In this article, guidelines and recommendations regarding the validation of high-fidelity multi-physics nuclear reactor models are discussed, along with a validation case study on the MPCMIV benchmark using MOOSE-based tools. In Section 2, a general background is provided on the validation of computer models before providing more details about recent developments in the field of nuclear engineering, which identifies the main ongoing challenges. Section 3 provides recommendations to address some of these challenges. Section 4 presents a demonstration case study on the MPCMIV benchmark. Finally, some general conclusions are drawn in Section 5, and future avenues of research are highlighted.

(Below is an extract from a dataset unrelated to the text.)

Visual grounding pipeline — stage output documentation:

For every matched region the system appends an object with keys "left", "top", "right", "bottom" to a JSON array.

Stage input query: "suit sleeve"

2 Background on validation of computer models
Verification and validation (V&V) have a long history that spans various engineering and philosophical domains. The operations and research scientific community was the first to formally discuss V&V, laying the foundation for the terminology and definitions still in use today. A brief history of V&V can be found in Sargent and Balci (2017) and Oberkampf and Roy (2010). In the former, the evolution of V&V activities is divided into three main eras: “early” (before 1970), “awareness” (up to 1990), and “modern” (up to today).
During the early era, some initial attempts at V&V emerged in the scientific community, but the lack of consistent terminology and definitions hindered systematic progress. More specifically in nuclear engineering, the design of nuclear systems relied predominantly on experimental data, from which simplified models were developed with large safety margins. The lack of advanced M&S capabilities, as well as limited computational resources, restricted the application of these models to support studies and analyses. Therefore, rigorous V&V was not of primary importance. A key contribution from this area was the recognition of the necessity of V&V for scientific models. Although specific methods or standards had not been established, important concepts were introduced, such as the use of experimental data for model validation.

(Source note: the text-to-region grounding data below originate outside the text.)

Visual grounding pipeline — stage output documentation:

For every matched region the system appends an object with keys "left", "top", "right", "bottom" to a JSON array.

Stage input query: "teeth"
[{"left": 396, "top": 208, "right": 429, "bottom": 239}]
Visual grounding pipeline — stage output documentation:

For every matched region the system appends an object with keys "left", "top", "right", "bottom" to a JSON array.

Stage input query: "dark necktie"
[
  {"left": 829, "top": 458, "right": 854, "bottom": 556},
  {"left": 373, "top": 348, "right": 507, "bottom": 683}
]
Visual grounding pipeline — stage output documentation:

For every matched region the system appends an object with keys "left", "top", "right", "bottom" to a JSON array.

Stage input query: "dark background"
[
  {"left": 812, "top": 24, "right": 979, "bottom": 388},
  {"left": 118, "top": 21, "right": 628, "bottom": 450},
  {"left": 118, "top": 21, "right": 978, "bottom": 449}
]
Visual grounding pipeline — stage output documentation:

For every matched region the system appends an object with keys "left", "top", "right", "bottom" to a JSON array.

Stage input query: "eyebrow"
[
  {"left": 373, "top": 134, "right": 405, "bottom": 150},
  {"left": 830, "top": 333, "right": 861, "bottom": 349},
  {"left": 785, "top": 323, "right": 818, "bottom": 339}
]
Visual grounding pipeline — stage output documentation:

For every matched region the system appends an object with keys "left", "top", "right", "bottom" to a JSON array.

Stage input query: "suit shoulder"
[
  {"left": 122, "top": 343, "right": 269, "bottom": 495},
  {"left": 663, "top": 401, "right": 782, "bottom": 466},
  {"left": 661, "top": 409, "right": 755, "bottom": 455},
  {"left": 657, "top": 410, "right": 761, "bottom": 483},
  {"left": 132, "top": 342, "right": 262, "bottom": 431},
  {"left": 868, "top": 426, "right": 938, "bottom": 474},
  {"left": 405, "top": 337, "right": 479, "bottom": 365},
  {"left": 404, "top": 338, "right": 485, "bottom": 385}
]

The awareness era marked a significant rise in interest for V&V across various engineering communities. The construction of new nuclear reactors of increasing size led to the development of safety acceptance criteria and the first M&S guidelines (Rohatgi and Kaizer, 2020) for licensing purposes. This meant that models could be used to predict safety parameters, increasing their importance in the design and licensing of nuclear reactors. The models still relied on strong approximations, with a lot of empirical or semi-empirical modules tuned using relevant experimental data. The first systematic definitions were established in 1979 for model V&V by the Society for Computer Simulations (Schlesinger, 1979). Verification was defined as “substantiation that a computerized model represents a conceptual model within specified limits of accuracy,” while validation was defined as “substantiation that a computerized model, within its domain of applicability, possesses a satisfactory range of accuracy consistent with the intended application of the model.” Several key concepts previously discussed were combined to define an iterative model development process framework. The framework is built around the concepts of reality, the conceptual model, and the computerized model. “Reality” in this definition does not explicitly refer to experimental measurements but rather to the real system and scenario under investigation (e.g., control rod ejection in a nuclear reactor). The conceptual model consists of any abstraction used to represent the physical phenomena involved in the system under study into a mathematical model, typically expressed through equations and operators in the form of partial differential equations (PDEs). The computerized model is the implementation of the conceptual model on a computer using elements of numerical analysis and linear algebra. In this framework, verification is related to the evaluation of the model’s implementation by assessing the accuracy of the predictions of the computerized model compared to the conceptual model. Numerical errors, such as discretization and iterative error, are estimated during this evaluation. Validation is related to the evaluation of the model’s predictions against a referent of reality (e.g., expert opinion and measurements) for the intended application. The uncertainties in the model predictions and the referent of reality are part of this evaluation.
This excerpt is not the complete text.